Saiful, juru masak paling
senior di restoran tersebut, menyatakan bahwa ada belasan rempah yang dicampur
menjadi bumbu nasi bebek. Mulai yang populer seperti bawang, cabai merah,
ketumbar, merica, kunyit, jahe, serai, dan pala, sampai yang jarang dipakai
dalam masakan seperti jintan, kapulaga putih, bunga lawang, dan daun temurui.
Ada rahasia yang Saiful
ungkap kepada Jawa Pos saat berbincang di Banda Aceh. Nanas. Selalu ada nanas
yang dimasak bersama bumbu bebek. Potongan-potongan nanas itu lantas diikutkan
dalam nasi bebek yang tersaji di atas meja. Tidak banyak-banyak, satu potong
saja. Namun, wajib ada. Potongan nanas dalam bumbu tidak boleh ketinggalan.
’’Setelah makan daging, makan nanas. Istilahnya cuci mulut,’’ terangnya.
Orang kepercayaan Ustad
Heri, pemilik Bu Si Itek Bireuen, itu menyatakan bahwa masyarakat Aceh terbiasa
makan buah setelah makan besar.
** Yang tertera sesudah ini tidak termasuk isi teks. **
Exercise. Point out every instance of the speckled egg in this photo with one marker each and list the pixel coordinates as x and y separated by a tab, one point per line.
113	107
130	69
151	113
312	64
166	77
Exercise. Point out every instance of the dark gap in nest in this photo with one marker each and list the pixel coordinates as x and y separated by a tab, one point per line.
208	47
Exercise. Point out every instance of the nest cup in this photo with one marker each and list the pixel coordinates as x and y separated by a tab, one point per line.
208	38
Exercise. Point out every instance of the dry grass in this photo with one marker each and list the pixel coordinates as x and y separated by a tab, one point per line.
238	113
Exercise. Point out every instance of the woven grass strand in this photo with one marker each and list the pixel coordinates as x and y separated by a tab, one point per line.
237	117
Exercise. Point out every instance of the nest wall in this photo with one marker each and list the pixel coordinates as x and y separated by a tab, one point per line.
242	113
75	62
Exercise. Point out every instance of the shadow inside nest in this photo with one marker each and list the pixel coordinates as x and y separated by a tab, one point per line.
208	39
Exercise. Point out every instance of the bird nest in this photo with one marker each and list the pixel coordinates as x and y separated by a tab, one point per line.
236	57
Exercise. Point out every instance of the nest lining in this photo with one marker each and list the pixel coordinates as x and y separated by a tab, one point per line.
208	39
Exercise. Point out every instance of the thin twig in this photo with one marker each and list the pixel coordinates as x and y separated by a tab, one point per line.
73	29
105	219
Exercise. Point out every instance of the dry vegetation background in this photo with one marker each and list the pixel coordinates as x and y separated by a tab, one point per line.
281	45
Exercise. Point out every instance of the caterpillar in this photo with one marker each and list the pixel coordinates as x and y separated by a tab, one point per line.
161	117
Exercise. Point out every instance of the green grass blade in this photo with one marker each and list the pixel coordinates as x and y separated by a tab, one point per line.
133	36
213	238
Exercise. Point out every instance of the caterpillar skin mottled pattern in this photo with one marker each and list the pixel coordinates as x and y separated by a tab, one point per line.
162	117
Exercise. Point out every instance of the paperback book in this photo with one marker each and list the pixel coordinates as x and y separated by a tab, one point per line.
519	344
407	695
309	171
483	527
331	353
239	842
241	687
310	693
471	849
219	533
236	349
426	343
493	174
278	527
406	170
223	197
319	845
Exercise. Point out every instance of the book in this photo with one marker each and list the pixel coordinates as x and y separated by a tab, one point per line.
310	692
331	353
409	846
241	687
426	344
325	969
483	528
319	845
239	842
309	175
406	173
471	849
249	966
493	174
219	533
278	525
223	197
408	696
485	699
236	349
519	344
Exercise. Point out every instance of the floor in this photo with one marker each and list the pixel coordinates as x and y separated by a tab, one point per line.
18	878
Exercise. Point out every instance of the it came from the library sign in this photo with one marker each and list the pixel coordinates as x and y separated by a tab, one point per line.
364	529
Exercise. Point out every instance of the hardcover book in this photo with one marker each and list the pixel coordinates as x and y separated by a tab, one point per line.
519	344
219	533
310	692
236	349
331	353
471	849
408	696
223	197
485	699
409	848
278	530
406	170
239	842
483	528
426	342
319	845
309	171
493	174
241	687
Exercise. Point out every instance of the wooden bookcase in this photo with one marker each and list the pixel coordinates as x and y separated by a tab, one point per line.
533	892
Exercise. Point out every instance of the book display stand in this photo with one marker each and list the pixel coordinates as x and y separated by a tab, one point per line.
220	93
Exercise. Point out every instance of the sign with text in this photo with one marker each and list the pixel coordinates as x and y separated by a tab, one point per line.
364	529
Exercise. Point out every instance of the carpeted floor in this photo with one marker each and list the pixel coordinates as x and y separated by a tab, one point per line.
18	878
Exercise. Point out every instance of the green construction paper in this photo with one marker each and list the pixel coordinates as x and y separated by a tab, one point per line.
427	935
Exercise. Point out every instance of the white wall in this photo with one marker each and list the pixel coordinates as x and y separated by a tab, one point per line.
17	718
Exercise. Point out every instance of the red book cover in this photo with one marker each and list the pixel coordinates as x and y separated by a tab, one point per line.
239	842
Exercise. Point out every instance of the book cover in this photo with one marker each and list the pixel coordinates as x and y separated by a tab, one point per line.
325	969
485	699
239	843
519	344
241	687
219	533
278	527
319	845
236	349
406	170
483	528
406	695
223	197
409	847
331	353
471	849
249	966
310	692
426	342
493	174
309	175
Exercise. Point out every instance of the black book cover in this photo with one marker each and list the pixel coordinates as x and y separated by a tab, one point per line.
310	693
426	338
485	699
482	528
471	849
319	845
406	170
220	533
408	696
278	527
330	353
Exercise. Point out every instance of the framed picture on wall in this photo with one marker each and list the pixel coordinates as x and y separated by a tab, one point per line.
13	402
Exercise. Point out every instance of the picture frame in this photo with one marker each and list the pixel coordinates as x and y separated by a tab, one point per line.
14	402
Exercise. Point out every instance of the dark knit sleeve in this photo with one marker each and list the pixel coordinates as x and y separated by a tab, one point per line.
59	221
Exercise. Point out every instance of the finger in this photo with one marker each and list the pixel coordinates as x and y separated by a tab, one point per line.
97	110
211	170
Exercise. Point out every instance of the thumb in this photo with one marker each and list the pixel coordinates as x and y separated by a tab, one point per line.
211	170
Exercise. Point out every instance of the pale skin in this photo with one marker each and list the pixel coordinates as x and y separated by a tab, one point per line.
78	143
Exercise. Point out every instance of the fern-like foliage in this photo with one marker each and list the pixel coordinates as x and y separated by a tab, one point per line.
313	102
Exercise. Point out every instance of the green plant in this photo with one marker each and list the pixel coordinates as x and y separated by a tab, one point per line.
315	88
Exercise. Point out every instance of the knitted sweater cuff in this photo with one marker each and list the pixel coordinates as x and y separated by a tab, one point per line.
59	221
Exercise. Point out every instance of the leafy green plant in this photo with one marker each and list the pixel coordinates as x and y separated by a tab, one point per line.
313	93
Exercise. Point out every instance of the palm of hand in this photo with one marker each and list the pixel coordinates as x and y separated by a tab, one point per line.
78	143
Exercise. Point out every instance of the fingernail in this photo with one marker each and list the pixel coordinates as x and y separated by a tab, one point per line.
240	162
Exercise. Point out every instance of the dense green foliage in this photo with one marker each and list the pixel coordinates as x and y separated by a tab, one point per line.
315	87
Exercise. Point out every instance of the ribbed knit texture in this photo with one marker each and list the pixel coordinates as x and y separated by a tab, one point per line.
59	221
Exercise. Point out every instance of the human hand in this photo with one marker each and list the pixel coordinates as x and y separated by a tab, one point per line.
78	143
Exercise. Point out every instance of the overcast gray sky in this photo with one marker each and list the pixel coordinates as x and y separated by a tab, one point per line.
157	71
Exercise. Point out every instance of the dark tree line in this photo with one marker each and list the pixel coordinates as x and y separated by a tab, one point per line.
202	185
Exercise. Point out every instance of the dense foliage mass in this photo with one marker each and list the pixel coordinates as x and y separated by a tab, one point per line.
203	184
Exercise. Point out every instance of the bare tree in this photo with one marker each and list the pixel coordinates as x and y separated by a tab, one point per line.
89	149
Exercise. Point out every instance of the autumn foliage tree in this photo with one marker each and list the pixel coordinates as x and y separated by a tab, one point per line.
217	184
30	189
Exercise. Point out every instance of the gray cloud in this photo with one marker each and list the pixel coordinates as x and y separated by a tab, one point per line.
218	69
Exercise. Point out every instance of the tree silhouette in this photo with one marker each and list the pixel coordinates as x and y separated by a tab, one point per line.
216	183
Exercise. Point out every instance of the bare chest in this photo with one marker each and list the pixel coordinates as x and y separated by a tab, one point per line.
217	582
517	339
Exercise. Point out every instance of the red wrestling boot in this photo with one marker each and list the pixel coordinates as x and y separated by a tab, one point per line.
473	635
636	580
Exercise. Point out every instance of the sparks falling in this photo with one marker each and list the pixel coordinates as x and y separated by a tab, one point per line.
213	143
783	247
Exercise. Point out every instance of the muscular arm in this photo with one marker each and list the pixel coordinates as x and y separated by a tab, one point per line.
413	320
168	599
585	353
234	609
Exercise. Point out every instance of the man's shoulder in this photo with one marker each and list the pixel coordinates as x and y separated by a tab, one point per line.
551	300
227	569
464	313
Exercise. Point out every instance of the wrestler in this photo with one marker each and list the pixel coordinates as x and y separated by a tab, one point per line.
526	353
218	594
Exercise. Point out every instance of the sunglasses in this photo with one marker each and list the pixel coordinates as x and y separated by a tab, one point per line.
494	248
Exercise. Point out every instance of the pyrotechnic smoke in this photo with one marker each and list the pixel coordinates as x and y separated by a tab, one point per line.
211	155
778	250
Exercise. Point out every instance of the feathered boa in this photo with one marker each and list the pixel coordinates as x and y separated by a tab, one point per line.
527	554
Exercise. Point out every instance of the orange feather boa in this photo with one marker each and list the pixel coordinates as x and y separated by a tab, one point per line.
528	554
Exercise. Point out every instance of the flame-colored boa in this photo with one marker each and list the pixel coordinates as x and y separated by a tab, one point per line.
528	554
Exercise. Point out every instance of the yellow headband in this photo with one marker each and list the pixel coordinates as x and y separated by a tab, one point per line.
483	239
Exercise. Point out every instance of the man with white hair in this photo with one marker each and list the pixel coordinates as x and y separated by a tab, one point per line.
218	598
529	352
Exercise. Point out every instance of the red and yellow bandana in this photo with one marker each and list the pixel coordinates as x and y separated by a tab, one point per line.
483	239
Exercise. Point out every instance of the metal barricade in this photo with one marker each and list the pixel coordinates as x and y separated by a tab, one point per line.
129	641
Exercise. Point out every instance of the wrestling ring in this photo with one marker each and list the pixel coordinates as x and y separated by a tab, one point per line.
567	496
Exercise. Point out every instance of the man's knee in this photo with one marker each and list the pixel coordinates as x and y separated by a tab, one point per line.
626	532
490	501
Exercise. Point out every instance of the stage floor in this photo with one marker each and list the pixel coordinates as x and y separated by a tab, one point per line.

Bagi restoran yang terletak di Jalan Teuku Umar
itu, nanas adalah buah yang paling tepat untuk mendampingi nasi bebek. Maka,
sejak awal berdiri, rumah makan di samping Pasar Setui tersebut selalu
menyertakan potongan nanas dalam porsi makanan yang disajikan untuk pelanggan.
Jokowi, kata Saiful,
pernah singgah ke Bu Si Itek Bireuen. Ketika itu, presiden ke-7 RI tersebut
juga menyantap nasi bebek. ’’Sekitar 2018,’’ ujarnya tentang tahun kunjungan
Jokowi. Yang Saiful ingat, sang presiden minta nasi bebek dalam dua versi
bumbu. Versi merah dan versi putih. Khusus bumbu putih, bebek diolah mirip
opor. Bumbu putih biasanya disuguhkan untuk pelanggan yang tidak suka pedas.
Dalam kunjungannya ke Bu
Si Itek Bireuen, Jokowi didampingi pejabat Pemerintah Daerah (Pemda) Aceh.
’’Awalnya Pak Jokowi pengin mencicipi makanan khas Aceh, gimana rasanya.
Dibawalah kemari,’’ tuturnya.
Selain nasi bebek bumbu
merah dan bumbu putih, Bu Si Itek Bireuen menyuguhkan menu lainnya kepada
Jokowi. Ada ayam tangkap khas Aceh, hati ayam, teri balado, dan tumis kembang
pepaya. Tak lupa, es pepaya serut juga disuguhkan sebagai minuman. ’’Pak Jokowi
suka menunya,’’ kata Saiful. Sayang, dia tidak ingat sajian apa saja selain
bebek yang dicicipi presiden.
Dalam satu hari, Bu Si
Itek Bireuen bisa melayani ratusan pelanggan. Ustad Heri biasanya memotong 60
ekor bebek dan sekitar 50 ekor ayam. Jumlah itu bertambah hampir dua kali lipat
pada musim liburan. Terutama libur akhir tahun. Harga satu porsi nasi bebek
khas Aceh di restoran tersebut berkisar Rp 30 ribu. Bisa menjadi lebih mahal
jika pelanggan menghendaki lauk tambahan.
Apakah kedatangan Jokowi
ke Bu Si Itek Bireuen membuat kunjungan ke restoran tersebut meningkat?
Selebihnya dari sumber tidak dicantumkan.